I Like Big Buts (and Therefores)

I have a confession that may polarize my readers, but here it is nonetheless: I like South Park. Sure, it’s sometimes vulgar, but I like the social commentary, and the fact that they put out episodes in just a week, so it always feels timely. And some of the simplest and best writing advice I’ve heard comes from a talk the creators, Trey Parker and Matt Stone, did at Tisch School for the Arts at NYU.

It’s been around for a few years, so you may have already seen it, but if not, and if you don’t feel like watching the video, here’s the gist: If your story goes something like “A happened and then B happened and then C happened”, change all of those and thens to buts and therefores.
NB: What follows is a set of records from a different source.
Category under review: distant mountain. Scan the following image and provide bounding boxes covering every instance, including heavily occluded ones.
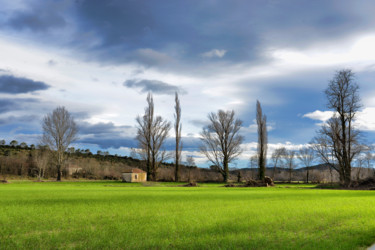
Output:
[296,164,333,171]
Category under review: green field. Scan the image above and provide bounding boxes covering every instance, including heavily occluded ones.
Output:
[1,181,375,249]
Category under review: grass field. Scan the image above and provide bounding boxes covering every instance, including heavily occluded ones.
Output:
[1,181,375,249]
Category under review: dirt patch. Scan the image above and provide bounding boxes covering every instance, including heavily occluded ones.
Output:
[243,179,264,187]
[225,177,275,188]
[1,179,9,184]
[244,177,274,187]
[182,182,198,187]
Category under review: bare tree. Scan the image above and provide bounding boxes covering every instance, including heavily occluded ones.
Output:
[283,149,296,183]
[364,151,374,177]
[186,155,195,166]
[42,106,78,181]
[355,156,365,181]
[355,146,373,180]
[34,145,50,181]
[256,100,268,180]
[200,110,244,182]
[310,132,337,183]
[297,146,315,183]
[186,155,196,182]
[312,69,362,187]
[174,92,182,182]
[271,147,285,180]
[129,147,139,160]
[249,155,258,180]
[136,93,171,181]
[136,93,153,179]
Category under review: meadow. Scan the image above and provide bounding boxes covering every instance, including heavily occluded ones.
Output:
[1,181,375,249]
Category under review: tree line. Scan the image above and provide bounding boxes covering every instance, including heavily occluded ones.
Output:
[133,69,374,187]
[1,69,373,186]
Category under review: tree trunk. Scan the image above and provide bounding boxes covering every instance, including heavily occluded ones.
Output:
[259,156,265,181]
[151,154,157,181]
[343,166,351,187]
[56,165,61,181]
[356,167,362,181]
[237,172,241,183]
[175,160,179,182]
[151,171,156,182]
[306,168,309,183]
[223,159,229,183]
[223,172,228,183]
[146,159,151,181]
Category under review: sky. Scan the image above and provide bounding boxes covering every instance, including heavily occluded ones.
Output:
[1,0,375,168]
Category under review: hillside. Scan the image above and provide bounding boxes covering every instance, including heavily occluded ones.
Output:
[1,145,372,182]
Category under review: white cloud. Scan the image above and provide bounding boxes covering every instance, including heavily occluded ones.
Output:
[303,110,333,121]
[271,34,375,72]
[0,35,214,133]
[240,119,275,134]
[303,108,375,131]
[354,107,375,131]
[201,49,227,58]
[240,124,258,134]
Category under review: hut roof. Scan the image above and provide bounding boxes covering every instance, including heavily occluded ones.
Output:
[122,168,145,173]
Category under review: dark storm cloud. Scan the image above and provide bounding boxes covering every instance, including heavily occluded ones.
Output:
[77,121,138,149]
[165,136,202,152]
[4,1,375,69]
[6,2,67,32]
[0,99,20,113]
[79,135,202,151]
[70,1,375,65]
[0,75,50,94]
[79,121,133,135]
[0,98,39,115]
[77,121,201,150]
[0,115,39,125]
[124,79,187,95]
[78,137,138,149]
[71,111,91,121]
[72,0,260,63]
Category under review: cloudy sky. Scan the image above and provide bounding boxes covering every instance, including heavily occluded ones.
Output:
[1,0,375,167]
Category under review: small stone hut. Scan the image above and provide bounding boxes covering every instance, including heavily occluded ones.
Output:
[122,168,147,182]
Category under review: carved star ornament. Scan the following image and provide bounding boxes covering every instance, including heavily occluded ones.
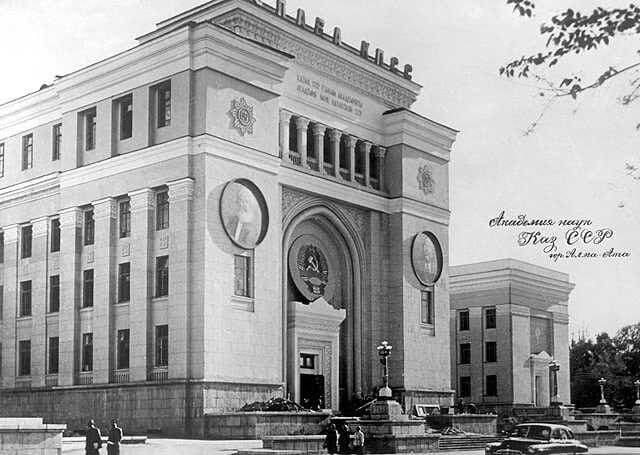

So now your story goes “A happened, but then B happened, therefore C happened.” And that’s a much more engaging story, doncha think?

Beyond the Great Whatever

A while back, I talked about slang and how a little goes a long way. But I’d like to dig a little deeper into one of my personal pet peeves: the use/overuse of whatever.

Whatever is crucial to the teenage language, is it not? It ends sentences. “It’s this old show or whatever”.

It IS a sentence.

“Danica, do you hear me?”

“Whatever.”

And that’s how kids sound. I understand that. But it’s not the only way kids sound. And even the ones who sound like that sometimes don’t sound like that all the time. The thing I find so upsetting about it is that whatever is the end of the line. It’s the period. It’s the conversation ender. And in writing and reading, it’s hard to bounce back from.

I think as adults, that’s how we hear it. A kid whatevers us and the conversation is over. You’d have to pull pretty hard to pry that conversation back open. But that isn’t always how kids talk to each other. And as YA and middle grade writers, it’s our job to give kids a window, not a mirror, to paraphrase something I’ve heard often (and believe completely). And so we have to imagine what comes after the whatever when we’re not present. What does whatever stand for? Write that instead. It will make your characters endlessly more interesting.

Here’s an example.

“Dude, why do you always call me a Herman Munster in that singsong voice?”

“It’s from this thing my dad likes about some old election or whatever.”

Sounds like something a sullen teenager would say. Or even a kind of charming teenager. But that conversation has been shut down. There’s nothing to pick up, no thread to follow. As a writer, you could leave it there, OR you could dig deeper and find out more about your characters.

“Dude, why do you always call me a Herman Munster in that singsong voice?”

“It’s from this old song parody from the Bush-Kerry election when my dad was working as a staffer in the Senate. He sings it all the time. ‘This land is my land, this land is your land. I’m a Texas tiger, you’re a liberal wiener.’ It’s those same guys that made that stupid dancing elf video your aunt sent us all at Christmas. I think This Land was their first video. It’s pretty funny actually.”

This conversation is open. There are lots of places to go, and your characters have interests and we know what they think is funny. It might sound like whatever in real life, but most of you are writing fiction, so your characters can be as open and non-sullen as you want. And interesting characters and open conversations are more likely to make it out of my inbox than even the most realistic mirroring of teen-talk. Or whatever.

PS That video still exists and I still think it’s funny.